Ahmad Tounisi, 18, allegedly wanted to go to Syria to join a terrorist group. (Family handout)

UPDATE: 4/23/2013 – 4:46 p.m.

CHICAGO (CBS) — A suburban teenager, accused of trying to support a terrorist organization, appeared in federal court on Tuesday, but his arraignment was delayed.

CBS 2’s Jim Williams reports security at the Dirksen Federal Courthouse was tighter than normal on Tuesday as18-year-old Abdella Ahmad Tounisi appeared in court.

Tounisi was dressed in an orange jail jumpsuit as he appeared before U.S. Magistrate Judge Daniel Martin, following his arrest at O’Hare International Airport as he prepared to board a plane to Syria, where he allegedly intended to join up with a terrorist group.

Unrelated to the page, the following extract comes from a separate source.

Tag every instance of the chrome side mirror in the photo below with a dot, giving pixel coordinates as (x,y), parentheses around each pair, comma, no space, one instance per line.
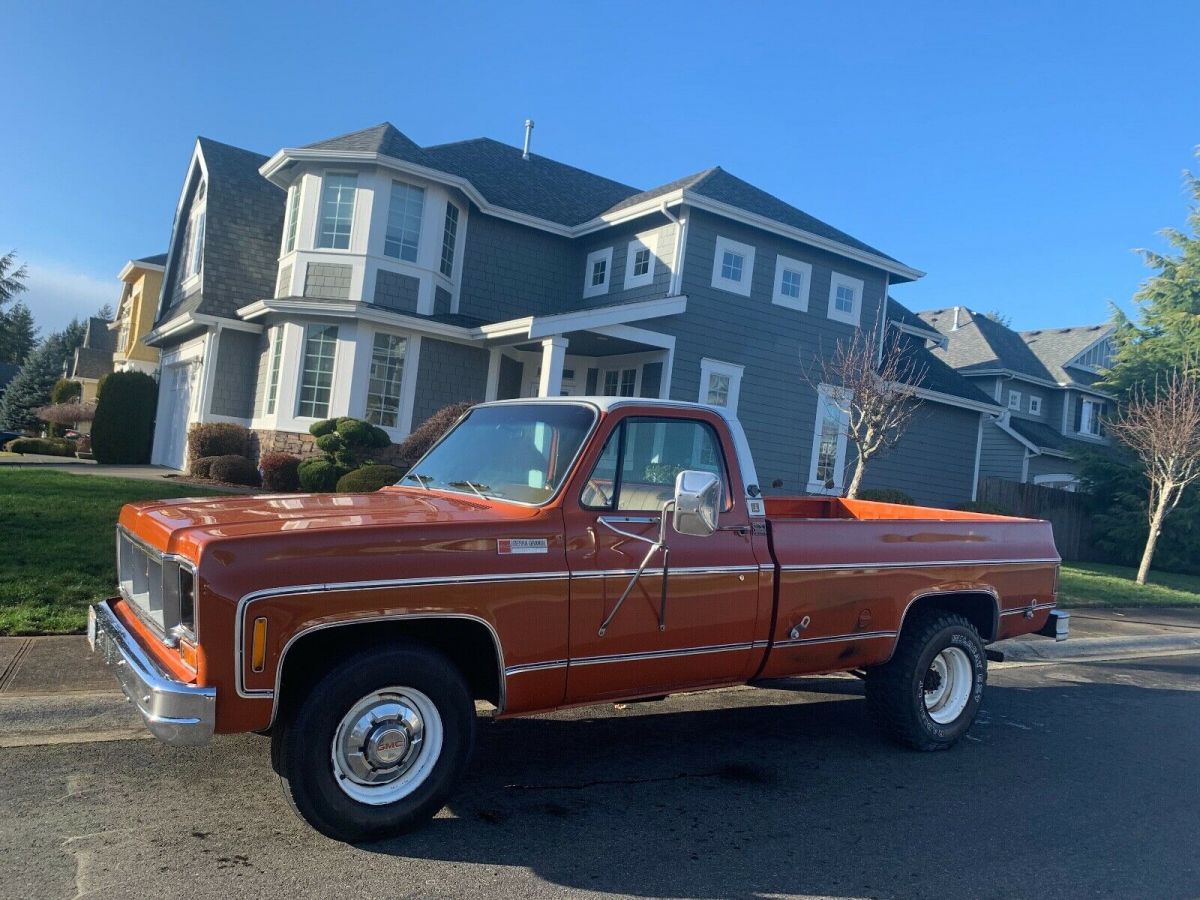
(697,503)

The federal judge handling the case delayed Tounisi’s arraignment after his original lawyer announced he had a conflict that would prevent him from representing the teen. The judge continued the case until May 2 to give his new attorney, Molly Armour, time to prepare an argument to free Tounisi on bond.

He’ll stay behind bars at least until his next court appearance.

CBS 2’s Susanna Song reports Tounisi, of Aurora, allegedly wrote to an FBI agent posing as a terrorist recruiter that he was willing to die, but had no fighting experience. He allegedly shared plans to go to Syria and to die for the cause.

On Friday, as he was about to board a plane at O’Hare, FBI agents arrested him.

He’s charged with attempting to provide material support to terrorism.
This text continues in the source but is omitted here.